On a clinical note, this report is of substantial clinical importance. It calls into question the assumption of systemic neutrality for intravitreal anti-VEGF agents, which are administered to millions of patients each year, some with cardiovascular comorbidities and bioprosthetic valves. This highlights the importance of a high index of suspicion for drug-related complications in patients with prosthetic valves who develop new or unexplained valve pathology. It also underscores an important deficit in the published literature and in clinical guidelines. So far there has been a limited number of reports associating non-cardiac pharmacologic triggers with TAVR thrombosis, most probably due to underreporting rather than true lack of association. Considering the broad application of anti-VEGF medications and the rapid rise of TAVR and valve-in-valve procedures in old patients, potential rare thrombotic events can become an important public health issue.

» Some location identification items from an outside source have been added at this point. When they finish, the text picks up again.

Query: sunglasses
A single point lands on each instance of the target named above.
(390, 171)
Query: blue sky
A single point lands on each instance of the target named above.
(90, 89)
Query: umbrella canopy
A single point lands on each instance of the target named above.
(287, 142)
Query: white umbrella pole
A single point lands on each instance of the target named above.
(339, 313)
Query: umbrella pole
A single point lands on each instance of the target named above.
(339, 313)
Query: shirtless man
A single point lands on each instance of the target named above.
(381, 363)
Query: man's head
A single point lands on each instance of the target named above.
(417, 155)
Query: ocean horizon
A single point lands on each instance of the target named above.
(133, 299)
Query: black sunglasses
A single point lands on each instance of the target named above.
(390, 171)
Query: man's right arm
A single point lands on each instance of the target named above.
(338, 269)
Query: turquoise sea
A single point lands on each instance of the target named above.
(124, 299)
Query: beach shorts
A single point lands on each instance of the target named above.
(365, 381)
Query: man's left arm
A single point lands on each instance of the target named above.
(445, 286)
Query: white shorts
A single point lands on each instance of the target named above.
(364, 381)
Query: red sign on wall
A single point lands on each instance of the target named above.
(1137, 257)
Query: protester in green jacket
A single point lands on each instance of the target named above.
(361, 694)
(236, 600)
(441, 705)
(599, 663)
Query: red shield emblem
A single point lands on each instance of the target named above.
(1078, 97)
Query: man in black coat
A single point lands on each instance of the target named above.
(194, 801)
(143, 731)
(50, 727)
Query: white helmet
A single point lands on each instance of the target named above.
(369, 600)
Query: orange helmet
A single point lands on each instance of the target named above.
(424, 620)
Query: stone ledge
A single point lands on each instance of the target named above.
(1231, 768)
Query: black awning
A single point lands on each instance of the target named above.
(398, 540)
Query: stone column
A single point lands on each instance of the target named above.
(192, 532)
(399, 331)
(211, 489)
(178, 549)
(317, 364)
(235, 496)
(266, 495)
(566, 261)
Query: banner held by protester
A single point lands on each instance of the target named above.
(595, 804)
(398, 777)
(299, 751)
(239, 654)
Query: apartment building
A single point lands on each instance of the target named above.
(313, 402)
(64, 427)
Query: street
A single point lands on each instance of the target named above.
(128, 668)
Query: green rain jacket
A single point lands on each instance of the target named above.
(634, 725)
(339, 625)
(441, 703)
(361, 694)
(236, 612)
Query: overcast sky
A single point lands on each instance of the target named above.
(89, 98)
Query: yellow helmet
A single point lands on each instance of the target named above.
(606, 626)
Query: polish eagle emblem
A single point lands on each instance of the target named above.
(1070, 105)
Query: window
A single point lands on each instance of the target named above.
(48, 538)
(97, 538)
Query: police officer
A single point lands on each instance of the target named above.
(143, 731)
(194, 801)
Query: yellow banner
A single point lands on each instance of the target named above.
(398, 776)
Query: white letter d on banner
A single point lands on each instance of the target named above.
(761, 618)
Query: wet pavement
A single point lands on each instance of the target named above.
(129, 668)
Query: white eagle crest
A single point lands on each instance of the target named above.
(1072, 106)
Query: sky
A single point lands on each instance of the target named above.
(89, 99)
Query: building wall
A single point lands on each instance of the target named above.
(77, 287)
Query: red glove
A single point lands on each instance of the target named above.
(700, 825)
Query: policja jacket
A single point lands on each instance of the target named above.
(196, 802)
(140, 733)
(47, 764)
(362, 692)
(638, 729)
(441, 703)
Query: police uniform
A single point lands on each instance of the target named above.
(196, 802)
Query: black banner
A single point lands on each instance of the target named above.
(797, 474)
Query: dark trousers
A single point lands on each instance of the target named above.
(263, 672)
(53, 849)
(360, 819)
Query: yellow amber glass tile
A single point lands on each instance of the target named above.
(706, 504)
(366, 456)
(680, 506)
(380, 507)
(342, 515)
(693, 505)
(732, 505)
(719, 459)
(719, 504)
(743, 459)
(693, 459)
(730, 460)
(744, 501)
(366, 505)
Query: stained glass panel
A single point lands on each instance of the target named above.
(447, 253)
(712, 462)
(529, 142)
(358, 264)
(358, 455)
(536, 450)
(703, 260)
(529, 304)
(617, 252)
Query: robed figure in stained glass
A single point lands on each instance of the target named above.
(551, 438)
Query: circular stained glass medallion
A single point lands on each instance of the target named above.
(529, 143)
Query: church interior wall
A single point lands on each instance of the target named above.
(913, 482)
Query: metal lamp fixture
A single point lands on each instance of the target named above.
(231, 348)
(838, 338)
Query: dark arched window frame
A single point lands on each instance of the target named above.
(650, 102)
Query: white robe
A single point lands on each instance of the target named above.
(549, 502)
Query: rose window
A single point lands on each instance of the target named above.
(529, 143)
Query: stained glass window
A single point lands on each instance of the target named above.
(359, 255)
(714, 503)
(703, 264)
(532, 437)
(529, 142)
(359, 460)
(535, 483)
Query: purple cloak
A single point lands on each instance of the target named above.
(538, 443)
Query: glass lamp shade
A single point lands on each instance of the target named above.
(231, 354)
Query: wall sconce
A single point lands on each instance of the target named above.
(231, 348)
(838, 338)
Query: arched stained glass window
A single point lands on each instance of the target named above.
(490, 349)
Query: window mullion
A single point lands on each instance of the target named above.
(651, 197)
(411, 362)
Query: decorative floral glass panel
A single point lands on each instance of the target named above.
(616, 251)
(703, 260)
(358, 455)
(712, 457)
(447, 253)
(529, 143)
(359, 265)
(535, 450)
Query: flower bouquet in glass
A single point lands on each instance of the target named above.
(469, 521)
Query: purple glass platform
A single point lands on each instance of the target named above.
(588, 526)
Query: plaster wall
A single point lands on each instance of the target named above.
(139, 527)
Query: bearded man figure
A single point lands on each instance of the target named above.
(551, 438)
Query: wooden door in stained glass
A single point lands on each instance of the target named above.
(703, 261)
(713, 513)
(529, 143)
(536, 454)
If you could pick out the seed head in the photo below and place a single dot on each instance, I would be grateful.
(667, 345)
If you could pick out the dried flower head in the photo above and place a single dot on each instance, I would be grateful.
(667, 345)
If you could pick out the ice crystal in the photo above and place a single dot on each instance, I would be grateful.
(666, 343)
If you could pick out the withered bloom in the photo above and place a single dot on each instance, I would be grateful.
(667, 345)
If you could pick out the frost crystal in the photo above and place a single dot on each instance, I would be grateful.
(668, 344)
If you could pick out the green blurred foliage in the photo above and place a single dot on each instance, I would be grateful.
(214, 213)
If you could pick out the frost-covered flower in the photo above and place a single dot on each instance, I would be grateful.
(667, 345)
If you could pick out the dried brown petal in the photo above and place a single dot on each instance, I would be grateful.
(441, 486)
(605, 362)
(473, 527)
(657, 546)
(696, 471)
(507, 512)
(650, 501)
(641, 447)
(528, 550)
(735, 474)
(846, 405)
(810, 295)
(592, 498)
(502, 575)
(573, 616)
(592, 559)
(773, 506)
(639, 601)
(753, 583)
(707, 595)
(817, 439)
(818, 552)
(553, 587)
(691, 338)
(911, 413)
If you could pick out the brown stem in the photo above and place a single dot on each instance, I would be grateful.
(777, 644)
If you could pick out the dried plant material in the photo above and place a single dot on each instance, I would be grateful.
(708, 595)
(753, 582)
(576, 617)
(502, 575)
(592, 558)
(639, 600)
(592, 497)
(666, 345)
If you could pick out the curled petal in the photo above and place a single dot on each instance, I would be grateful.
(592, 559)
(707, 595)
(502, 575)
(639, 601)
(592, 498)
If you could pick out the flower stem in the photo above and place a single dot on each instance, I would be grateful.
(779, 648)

Our report is an important clinical signal that provides strong evidence in favor of a possible association between bevacizumab and prosthetic valve thrombosis in a TAVR implant. The positive nature of the relationship is established based on a good clinical timeline, reliable diagnostic imaging and prompt response to therapeutic measures. Although causality cannot be established after a single report, the reported observation is physiologically plausible and we believe deserves the attention of the medical community. The purpose of this report is to raise awareness among clinicians that local therapies may have potential systemic impact in susceptible patients. Clinicians need to have a high index of suspicion until further evidence from larger-scale pharmacovigilance studies is available and a better relative magnitude of risk is reported in registry analyses. For patients with bioprosthetic valves and on anti-VEGF agents, physicians should continue with serial annual echocardiographic examination.